La première chose qui m’a ravie, c’est la littérarité et les jeux intertextuels qui innervent ce roman. La mention du poème de Goethe Erlkönig est rapide et précise. De nombreux éléments du récit font écho au poème et créent une strate de sens supplémentaire, ajoutant une atmosphère fantastique délicieusement glaçante. Comme j’adore ce poème de Goethe – que j’ai plaisir à étudier avec mes élèves en allemand et en français – cela a fait naître de grandes attentes en moi et j’attendais clairement l’auteur au tournant, saluant l’idée originale et craignant tout à la fois d’être déçue. Force est de reconnaître que le tour de force ne réside pas seulement dans l’intertextualité parfaitement maîtrisée. L’auteur nous prend à contrecourant. Il nous entraîne sur une piste, semble nous donner des réponses (même si les aveux de Sandrine m’ont fait tiquer par leur rapidité), puis nous ramène à notre point de départ avec une ironie terrible, avant de nous submerger par d’autres révélations, ne nous assénant le coup de grâce que dans le dernier chapitre. Ainsi, nous sommes ballottés sur les flots d’une mer orageuse qui se fait mer d’huile le temps de nous duper, et nous laisse à la fin de la lecture, échoués sur le rivage, essoufflés et pantelants, étourdis par tant d’informations et de renversements.
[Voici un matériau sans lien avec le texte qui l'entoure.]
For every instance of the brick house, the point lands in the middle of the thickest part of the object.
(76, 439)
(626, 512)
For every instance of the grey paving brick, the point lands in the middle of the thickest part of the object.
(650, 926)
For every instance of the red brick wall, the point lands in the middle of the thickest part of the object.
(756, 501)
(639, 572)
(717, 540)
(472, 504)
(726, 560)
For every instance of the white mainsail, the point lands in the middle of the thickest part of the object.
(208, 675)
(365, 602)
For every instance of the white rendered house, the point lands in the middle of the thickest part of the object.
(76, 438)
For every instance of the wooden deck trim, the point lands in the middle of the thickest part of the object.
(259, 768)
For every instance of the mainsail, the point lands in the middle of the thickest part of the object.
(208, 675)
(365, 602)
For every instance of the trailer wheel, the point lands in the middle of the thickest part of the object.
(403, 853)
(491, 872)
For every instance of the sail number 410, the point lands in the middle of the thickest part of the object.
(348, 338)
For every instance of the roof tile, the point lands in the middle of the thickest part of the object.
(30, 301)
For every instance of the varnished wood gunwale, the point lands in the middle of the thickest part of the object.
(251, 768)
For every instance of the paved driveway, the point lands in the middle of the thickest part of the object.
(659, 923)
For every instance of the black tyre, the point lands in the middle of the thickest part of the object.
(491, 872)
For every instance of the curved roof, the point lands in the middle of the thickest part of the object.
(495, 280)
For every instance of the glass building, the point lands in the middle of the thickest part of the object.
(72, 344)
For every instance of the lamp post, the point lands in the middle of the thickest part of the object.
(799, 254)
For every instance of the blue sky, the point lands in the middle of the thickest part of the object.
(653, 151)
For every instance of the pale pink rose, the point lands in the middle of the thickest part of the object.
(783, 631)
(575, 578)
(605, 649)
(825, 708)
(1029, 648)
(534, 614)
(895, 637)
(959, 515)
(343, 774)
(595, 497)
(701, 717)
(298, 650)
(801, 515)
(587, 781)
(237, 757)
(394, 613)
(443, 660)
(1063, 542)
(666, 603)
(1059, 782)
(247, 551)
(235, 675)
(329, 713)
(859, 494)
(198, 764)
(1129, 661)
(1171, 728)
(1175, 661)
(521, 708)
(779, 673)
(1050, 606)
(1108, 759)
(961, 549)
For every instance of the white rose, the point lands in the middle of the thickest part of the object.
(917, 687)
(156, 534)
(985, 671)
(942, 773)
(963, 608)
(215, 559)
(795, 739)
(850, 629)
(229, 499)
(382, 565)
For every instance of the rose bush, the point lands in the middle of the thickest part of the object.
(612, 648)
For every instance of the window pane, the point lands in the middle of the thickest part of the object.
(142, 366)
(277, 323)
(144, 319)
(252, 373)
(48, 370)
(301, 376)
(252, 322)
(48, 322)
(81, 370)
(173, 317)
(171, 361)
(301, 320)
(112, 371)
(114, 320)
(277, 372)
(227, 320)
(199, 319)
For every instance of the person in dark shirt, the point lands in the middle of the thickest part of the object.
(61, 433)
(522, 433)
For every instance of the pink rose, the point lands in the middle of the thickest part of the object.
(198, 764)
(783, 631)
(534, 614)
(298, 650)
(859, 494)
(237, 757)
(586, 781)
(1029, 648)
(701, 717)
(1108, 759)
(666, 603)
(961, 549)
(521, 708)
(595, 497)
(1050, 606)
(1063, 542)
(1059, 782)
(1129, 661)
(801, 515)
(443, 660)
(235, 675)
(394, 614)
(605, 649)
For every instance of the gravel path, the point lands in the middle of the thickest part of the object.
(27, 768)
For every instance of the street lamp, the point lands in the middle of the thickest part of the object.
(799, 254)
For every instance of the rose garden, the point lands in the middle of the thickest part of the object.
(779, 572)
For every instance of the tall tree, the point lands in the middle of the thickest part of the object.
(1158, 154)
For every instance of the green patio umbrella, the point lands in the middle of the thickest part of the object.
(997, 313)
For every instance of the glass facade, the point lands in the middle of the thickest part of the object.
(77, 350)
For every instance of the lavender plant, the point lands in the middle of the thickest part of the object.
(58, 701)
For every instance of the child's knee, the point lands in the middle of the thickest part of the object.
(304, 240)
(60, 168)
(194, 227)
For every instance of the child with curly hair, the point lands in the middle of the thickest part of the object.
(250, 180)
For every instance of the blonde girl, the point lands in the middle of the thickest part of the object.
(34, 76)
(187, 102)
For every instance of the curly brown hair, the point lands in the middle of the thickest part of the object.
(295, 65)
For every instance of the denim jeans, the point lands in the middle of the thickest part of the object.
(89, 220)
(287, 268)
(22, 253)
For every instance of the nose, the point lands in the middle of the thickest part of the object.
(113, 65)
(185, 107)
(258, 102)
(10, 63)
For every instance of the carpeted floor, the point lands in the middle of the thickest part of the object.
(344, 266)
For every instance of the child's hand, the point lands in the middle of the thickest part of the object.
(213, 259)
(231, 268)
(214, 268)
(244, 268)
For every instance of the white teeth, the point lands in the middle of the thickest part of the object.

Je suis donc enchantée par ce thriller, vous l’aurez compris. Le récit a su m’embarquer et me déconcerter juste ce qu’il faut pour attiser ma curiosité et parler à mon cœur et mon esprit.
Le montage romanesque de ce thriller joue grandement dans l’effet sur le lecteur. Nous alternons les chapitres consacrés à Sandrine et ceux consacrés à Suzanne, avant de passer à la deuxième balise puis aux autres. Nous oublions très vite que l’histoire de Sandrine est un récit enchâssé et nous nous abîmons dans les rebondissements et dans le mystère des choses. La structure est donc parfaite pour nous induire en erreur et pour nous tenir en haleine, alternant des phases de doutes, de formulation d’hypothèses et de frustration. Cela permet de rendre le récit bluffant de complexité. Le montage est fin et précis, chaque infime détail compte pour nous emporter et nous dérouter. De plus, lorsque nous croyons enfin atteindre la vérité, chaque révélation est plus terrible que la précédente, mimant une plongée par strate dans l’horreur. Cette progressivité dans le drame joue avec nos nerfs et participe du suspense intenable parcourant le livre.
Les êtres qui peuplent ce livre sont tous comme des ombres dont nous ne découvrons la vraie image qu’à la fin. L’énigmatique Sandrine, victime ou bourreau, Damien, le policier déchiré par ses propres fantômes, Suzanne et ses collègues du camp de vacances, le directeur à la bonhomie presque trop parfaite, Mélanie et sa disparition… Chaque personnage de ce thriller est comme une poupée gigogne que nous croyons connaître pleinement, avant de percevoir une lueur à l’intérieur, avant de creuser puis de voir l’Autre au-dessous, sous la surface de l’eau, avant de nous sentir rassurés, forts de nos conclusions et d’être intrigués en saisissant à l’orée d’une page un nouveau miroitement, intriguant et désespérant, signe de surprises à venir. Rien n’est simple dans ce thriller. Chaque être est facetté pour réfléchir un bref instant une image, qui se fait écran de fumée. Cette caractéristique m’a beaucoup plu.
Ainsi, la complexité de ce thriller m’a séduite. J’ai adoré être ballotée de droite et de gauche, me leurrer, et découvrir à bout de souffle la terrible vérité. La structuration rend ce roman d’une efficacité redoutable et le jeu intertextuel est tout bonnement jubilatoire. Cela a été un bonheur de le découvrir, et nul doute que je lirai d’autres romans de l’auteur.